The Women’s Equality Party today criticised the launch of the government’s Stronger Towns Fund, as an inadequate response to years of damaging and unnecessary austerity policy.
Commenting on the report, WE spokesperson Mandu Reid said:
“The government’s announcement of a £1.6 billion fund for deprived towns is a cynical attempt to play the benefactor in a desperate situation of their own making. But while investment is desperately needed in countless towns across the UK, this paltry amount is nowhere near sufficient to address the impact of a decade of punitive austerity policies and the chronic underfunding of crucial services.
“Austerity has hit women particularly hard, with £86 out of every £100 saved through changes to taxes and benefits coming directly from women’s pockets. Not only that, but it is mostly women who have been left holding their communities together in the face of brutal cuts. Nearly two thirds of unpaid care work is done by women, who have been forced to step into the growing gaps in our underfunded social infrastructure. This token investment does not make up for years of neglect.”
The Stronger Towns Fund was launched by the government today, with the aim of boosting jobs, training and economic activity in “places that have not shared in the proceeds of growth.” In a speech announcing the fund, Theresa May claimed that communities had voted to leave the EU as an expression of their desire for change and suggested that the new fund would provide an opportunity for positive change and greater control.
The fund has been widely criticised as a ‘bribe’ to garner support for the Prime Minister’s Brexit deal in Leave supporting areas, although Housing and Communities Secretary James Brokenshire has insisted that the funding is not conditional.
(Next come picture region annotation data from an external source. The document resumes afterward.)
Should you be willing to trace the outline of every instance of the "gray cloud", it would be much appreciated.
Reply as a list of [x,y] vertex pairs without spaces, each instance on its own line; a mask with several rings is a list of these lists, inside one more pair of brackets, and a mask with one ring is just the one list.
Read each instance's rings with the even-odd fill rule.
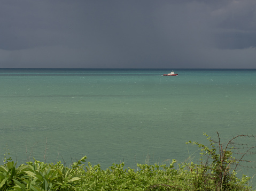
[[4,1],[0,68],[255,68],[255,1]]

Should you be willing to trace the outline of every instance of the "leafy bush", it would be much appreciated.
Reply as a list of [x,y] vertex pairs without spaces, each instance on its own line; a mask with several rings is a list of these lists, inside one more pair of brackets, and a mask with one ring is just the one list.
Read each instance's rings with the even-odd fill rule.
[[[213,141],[207,135],[210,146],[197,142],[189,143],[201,148],[201,162],[179,164],[173,160],[169,165],[138,164],[138,170],[125,164],[113,164],[105,170],[98,164],[92,167],[90,162],[85,166],[84,156],[65,167],[60,162],[45,163],[34,159],[34,162],[15,167],[11,158],[0,165],[0,190],[18,191],[44,190],[252,190],[248,186],[249,178],[236,177],[235,169],[242,162],[232,156],[233,139],[226,147]],[[239,137],[235,137],[234,138]],[[219,143],[215,146],[215,143]],[[253,147],[251,147],[253,148]],[[250,150],[251,148],[247,150]],[[232,168],[235,167],[235,168]]]

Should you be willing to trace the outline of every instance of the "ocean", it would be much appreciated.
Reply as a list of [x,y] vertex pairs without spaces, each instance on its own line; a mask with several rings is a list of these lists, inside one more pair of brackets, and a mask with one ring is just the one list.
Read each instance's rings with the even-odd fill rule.
[[196,160],[204,132],[256,135],[256,69],[174,70],[0,69],[1,157],[136,168]]

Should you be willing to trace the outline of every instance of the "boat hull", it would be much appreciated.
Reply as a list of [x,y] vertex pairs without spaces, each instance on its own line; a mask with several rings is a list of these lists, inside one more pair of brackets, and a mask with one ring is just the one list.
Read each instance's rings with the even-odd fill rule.
[[178,76],[178,74],[175,73],[174,74],[164,74],[163,76]]

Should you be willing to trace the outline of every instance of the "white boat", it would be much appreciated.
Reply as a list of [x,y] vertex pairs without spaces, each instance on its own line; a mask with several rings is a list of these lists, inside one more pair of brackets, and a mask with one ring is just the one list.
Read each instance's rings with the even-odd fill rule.
[[170,72],[170,73],[169,73],[167,74],[164,74],[164,76],[178,76],[177,73],[175,73],[173,71]]

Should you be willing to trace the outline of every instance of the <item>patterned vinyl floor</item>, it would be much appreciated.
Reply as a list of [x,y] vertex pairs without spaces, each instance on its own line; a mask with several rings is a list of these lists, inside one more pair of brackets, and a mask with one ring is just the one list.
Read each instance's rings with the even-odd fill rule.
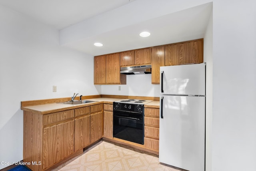
[[99,142],[84,151],[83,154],[53,170],[54,171],[183,170],[160,164],[157,155],[125,145],[105,141]]

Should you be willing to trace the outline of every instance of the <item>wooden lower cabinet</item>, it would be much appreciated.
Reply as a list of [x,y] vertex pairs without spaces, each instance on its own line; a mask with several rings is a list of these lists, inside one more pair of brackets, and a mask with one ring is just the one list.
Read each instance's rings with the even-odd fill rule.
[[28,168],[49,170],[73,155],[74,110],[46,115],[23,113],[23,161],[31,163]]
[[43,169],[74,153],[74,121],[44,128]]
[[91,114],[90,122],[90,143],[93,143],[102,138],[103,135],[103,112]]
[[159,150],[159,109],[145,107],[144,118],[145,147]]
[[104,137],[113,138],[113,105],[104,104]]
[[90,143],[90,115],[75,119],[75,151]]
[[113,138],[113,112],[104,111],[104,137]]

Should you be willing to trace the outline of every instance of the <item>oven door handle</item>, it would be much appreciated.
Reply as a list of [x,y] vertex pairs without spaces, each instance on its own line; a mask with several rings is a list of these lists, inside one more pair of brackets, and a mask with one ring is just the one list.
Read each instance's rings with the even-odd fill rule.
[[134,117],[125,117],[124,116],[118,116],[118,115],[116,115],[116,116],[117,117],[121,117],[122,118],[124,118],[124,119],[132,119],[132,120],[140,120],[141,119],[141,118],[134,118]]

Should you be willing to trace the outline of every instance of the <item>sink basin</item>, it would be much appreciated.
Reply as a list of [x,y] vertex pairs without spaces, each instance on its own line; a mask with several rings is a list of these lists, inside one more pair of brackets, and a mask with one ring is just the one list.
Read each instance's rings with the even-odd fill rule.
[[94,100],[74,100],[74,101],[66,101],[66,102],[61,102],[58,103],[59,103],[61,104],[65,104],[66,105],[80,105],[81,104],[85,104],[88,103],[91,103],[91,102],[96,102],[99,101],[96,101]]

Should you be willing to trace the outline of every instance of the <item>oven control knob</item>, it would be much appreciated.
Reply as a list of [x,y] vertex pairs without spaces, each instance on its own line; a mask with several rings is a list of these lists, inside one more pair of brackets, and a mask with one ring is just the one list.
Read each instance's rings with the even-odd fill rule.
[[116,103],[116,109],[117,109],[118,108],[120,105],[120,103]]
Other commentators have pointed out that the £1.6bn does not even cover local authority funding cuts.
Reid continued: “Whether this funding is intended as a bribe or not, the fact remains that it is too little too late. That it is needed at all reveals the abject failure of the government’s economic and social policies to date. Notable among these failings is the designation of unpaid carers as ‘economically inactive’ and the refusal to pay professional carers - 82% of whom are women - a livable wage.
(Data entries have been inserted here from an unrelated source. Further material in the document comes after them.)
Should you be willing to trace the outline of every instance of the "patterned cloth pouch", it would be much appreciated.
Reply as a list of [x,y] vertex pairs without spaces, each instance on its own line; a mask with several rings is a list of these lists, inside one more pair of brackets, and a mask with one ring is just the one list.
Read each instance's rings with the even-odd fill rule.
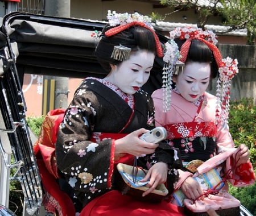
[[[213,168],[207,172],[193,177],[200,184],[203,190],[206,190],[214,189],[220,190],[224,185],[224,182],[221,182],[221,177],[215,168]],[[173,194],[175,202],[179,206],[184,206],[184,200],[187,198],[181,189],[176,191]]]
[[146,182],[141,182],[139,181],[146,176],[147,170],[138,167],[136,179],[133,175],[133,166],[119,163],[117,166],[120,174],[118,177],[118,190],[123,194],[131,196],[141,201],[146,202],[160,202],[168,193],[168,190],[163,184],[159,184],[150,194],[142,197],[142,193],[148,188]]

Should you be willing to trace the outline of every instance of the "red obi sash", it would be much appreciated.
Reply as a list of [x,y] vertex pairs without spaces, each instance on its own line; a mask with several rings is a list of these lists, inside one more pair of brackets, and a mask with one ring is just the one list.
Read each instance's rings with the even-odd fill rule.
[[[127,134],[114,134],[114,133],[103,133],[93,132],[90,141],[98,143],[106,139],[118,139],[125,136]],[[114,152],[112,151],[112,155],[114,155]],[[114,157],[114,156],[113,156]],[[128,153],[120,154],[118,157],[114,159],[114,164],[118,163],[125,163],[126,164],[132,164],[134,156]]]
[[215,136],[217,126],[214,122],[182,122],[167,124],[168,139],[187,137]]

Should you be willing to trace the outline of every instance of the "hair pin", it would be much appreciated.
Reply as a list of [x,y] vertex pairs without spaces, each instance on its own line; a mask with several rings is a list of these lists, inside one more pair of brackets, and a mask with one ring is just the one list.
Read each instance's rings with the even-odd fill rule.
[[111,55],[111,58],[118,61],[125,61],[129,59],[131,49],[121,44],[115,45]]

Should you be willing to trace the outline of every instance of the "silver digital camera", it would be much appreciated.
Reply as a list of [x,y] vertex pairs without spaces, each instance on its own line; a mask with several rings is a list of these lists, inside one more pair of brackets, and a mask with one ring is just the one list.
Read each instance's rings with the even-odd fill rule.
[[167,137],[167,131],[163,127],[156,127],[145,134],[142,134],[139,138],[145,142],[151,143],[158,143],[166,139]]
“The Women’s Budget Group has shown that investment in care creates twice the number of jobs as the same investment in construction. At the Women’s Equality Party, we recognise the economic and social contribution of care work. WE have therefore developed an investment plan to resuscitate this country’s social infrastructure and economy. The government’s £1.6bn fund is just a sticking plaster. Only a proper commitment to long term investment will truly restore our communities.”